Brian Butler September 25, 2021

The joy of cruising BBC iplayer is that you can find stuff you either missed, forgot or never knew about. I’ve just hit a Queer purple patch with 3 sets of very different programming that are all stunning – be they fact or fiction.

First off, Against The Law is a hybrid of a dramatisation of a true story interspersed with interviews with Queer men  who recall the period in which it is set -the early 1950’s. Daily Mail journalist Peter Wildeblood ( played sensitively and with great emotion by Daniel Mays ) is in love and having sexual relationships with a young serviceman Edward McNally. But this is 1952 and their activities in the privacy of Peter’s flat are illegal.

We see a later Peter typing up his book of the events and he tells us:” Any man who takes a criminal path should be mindful of the consequences”. In this different time some Queer men viewed the illegality of their sexual activities as exciting , being underground- literally sometimes – avoiding the police. As one of the interviewees reminds us – if you were arrested for such so-called indecent acts, your name and address was revealed to the newspapers and you were almost certain to be fired from your job.

Peter’s story is quite complex but suffice it to say that his serviceman lover, to avoid imprisonment, implicates Peter as well as Lord Montagu of Beaulieu. Evidence is embellished or invented and the result is prison.

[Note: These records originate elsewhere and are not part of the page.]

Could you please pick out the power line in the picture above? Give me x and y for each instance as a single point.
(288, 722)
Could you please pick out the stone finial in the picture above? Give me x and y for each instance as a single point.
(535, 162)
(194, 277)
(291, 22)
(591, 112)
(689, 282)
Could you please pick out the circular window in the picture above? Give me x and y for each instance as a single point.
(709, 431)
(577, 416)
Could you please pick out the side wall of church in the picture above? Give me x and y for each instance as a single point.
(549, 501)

If incarceration and public disgrace were not enough, the authorities offered aversion therapy. Peter tells us: “ All the things that defined me as a man evaporated. I couldn’t be who I was so I had nothing- it destroyed my personality”.

Peter Wildeblood was the only openly Queer man to give evidence to the Wolfenden Inquiry,which in 1957 recommended that homosexual acts between two men in private be de-criminalised. It took the Government 10 years to agree. It’s a gripping watch and shows that though things are far from perfect in 2021 , just how far we have come.

In 2017, to mark the 50th anniversary of the Sexual Offences Act, Mark Gatiss directed and  produced a series of 8 monologues which show the joy, angst, fear and guilt of Queer life.

Entitled Queers, it’s available again now and it’s stunning television, featuring Ben Wishaw, Alan Cumming, Rebecca Front and Ian Gelder to name only 4. The stories told to camera are all set in the same pub, which looked to me remarkably like the wonderful Salisbury in the heart of Theatreland.

Ben Wishaw is a soldier home from the front in World War I with a touching tale of a Queer romance that might have been. Fionn Whitehead is a protestor on the night of the vote that might have equalised the age of consent for same-sex activities to 16, but didn’t.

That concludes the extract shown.